Chapter 3 COMPARISON BETWEEN CIRCLE BASED SCAN

STATISTICS AND UPPER LEVEL SET SCAN STATISTICS BASED ON SIMULATION STUDY

3.1 Introduction

“Hotspot” is an area that has an elevated response compared with the rest area. Detection or identification this area is important in many fields of study. Spatial epidemiology is a field that needs hotspot detection method most to help identifying environmental factors, associated with disease or many other indicators related to a measurement of a concept in a region.
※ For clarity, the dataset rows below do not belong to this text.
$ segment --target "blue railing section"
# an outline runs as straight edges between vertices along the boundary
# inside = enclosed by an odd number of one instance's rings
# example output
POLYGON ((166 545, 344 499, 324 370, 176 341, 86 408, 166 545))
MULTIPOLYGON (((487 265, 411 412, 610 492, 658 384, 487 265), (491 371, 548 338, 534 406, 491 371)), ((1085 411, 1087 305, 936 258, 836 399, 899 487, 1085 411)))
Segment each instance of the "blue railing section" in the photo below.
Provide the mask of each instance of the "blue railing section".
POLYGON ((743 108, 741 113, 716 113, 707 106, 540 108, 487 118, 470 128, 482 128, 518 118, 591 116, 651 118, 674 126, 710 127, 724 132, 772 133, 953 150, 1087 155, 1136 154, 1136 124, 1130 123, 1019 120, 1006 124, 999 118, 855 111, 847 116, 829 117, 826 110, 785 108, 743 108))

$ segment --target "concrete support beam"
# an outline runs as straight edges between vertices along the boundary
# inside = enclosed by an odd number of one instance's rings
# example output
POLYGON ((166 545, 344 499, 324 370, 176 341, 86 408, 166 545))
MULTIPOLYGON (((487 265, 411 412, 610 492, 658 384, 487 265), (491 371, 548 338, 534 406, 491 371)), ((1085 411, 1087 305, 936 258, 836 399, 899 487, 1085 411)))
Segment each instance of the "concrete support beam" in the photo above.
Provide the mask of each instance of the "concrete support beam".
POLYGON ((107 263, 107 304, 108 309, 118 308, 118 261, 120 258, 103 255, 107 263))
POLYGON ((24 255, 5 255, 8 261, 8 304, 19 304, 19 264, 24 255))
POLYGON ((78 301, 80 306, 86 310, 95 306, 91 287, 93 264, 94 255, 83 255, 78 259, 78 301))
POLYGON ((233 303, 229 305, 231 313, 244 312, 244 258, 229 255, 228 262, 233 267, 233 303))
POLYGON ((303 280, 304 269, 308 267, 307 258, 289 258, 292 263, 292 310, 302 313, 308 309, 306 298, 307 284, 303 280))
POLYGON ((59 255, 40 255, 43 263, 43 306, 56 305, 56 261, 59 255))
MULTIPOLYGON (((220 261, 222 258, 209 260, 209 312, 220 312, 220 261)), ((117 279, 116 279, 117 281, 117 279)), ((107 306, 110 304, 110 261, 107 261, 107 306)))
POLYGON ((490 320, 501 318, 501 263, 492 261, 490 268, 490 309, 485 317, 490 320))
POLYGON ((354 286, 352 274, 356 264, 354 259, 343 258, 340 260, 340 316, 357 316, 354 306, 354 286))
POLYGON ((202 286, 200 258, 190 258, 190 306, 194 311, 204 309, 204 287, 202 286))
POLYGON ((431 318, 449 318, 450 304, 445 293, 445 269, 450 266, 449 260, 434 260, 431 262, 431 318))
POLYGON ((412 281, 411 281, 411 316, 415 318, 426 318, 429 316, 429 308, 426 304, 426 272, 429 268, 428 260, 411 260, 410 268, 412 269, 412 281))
There are some hotspot detection methods developed by experts, some of which are: 1 a spatial scan statistic with SaTScan software Kulldorff 1997, 2 Upper Level Set scan statistic Patil and Taillie 2004, 3 generalized additive models GAM Hastie and Tibshirani 1991, and 4 Bayesian disease mapping BYM Besag et al. 1991. The hotspot detection methods 1 and 2 have the same basic theory where the difference is in the way they do the scanning process. Circle-based Scan Statistic is a hotspot detection method based on circle shape detection area. This method builds circle continuously wider to detect hotspot area. Whereas, Upper Level Set scan statistic builds adjacent cells with highest intensity to find hotspot area. This chapter focuses on these two hotspot detection methods. The objective of this chapter is to compare two hotspot detection methods suitable for detecting local spatial clusters, i.e. Circle-based Scan Statistic SS and Upper Level Set scan statistic ULS with the observed incidence is assumed as Poisson distribution. For the next explanation, the terms SS and ULS are used for Circle-based Scan Statistic and Upper Level Set scan statistic, respectively. A simulation is carried out to compare these two methods. A geographic cluster is chosen as high-risk areas. For each simulation, the performance of the methods is assessed in terms of the sensitivity, specificity, and percentage correctly classified for each cluster. As the detail, performance is measured through 14 criteria.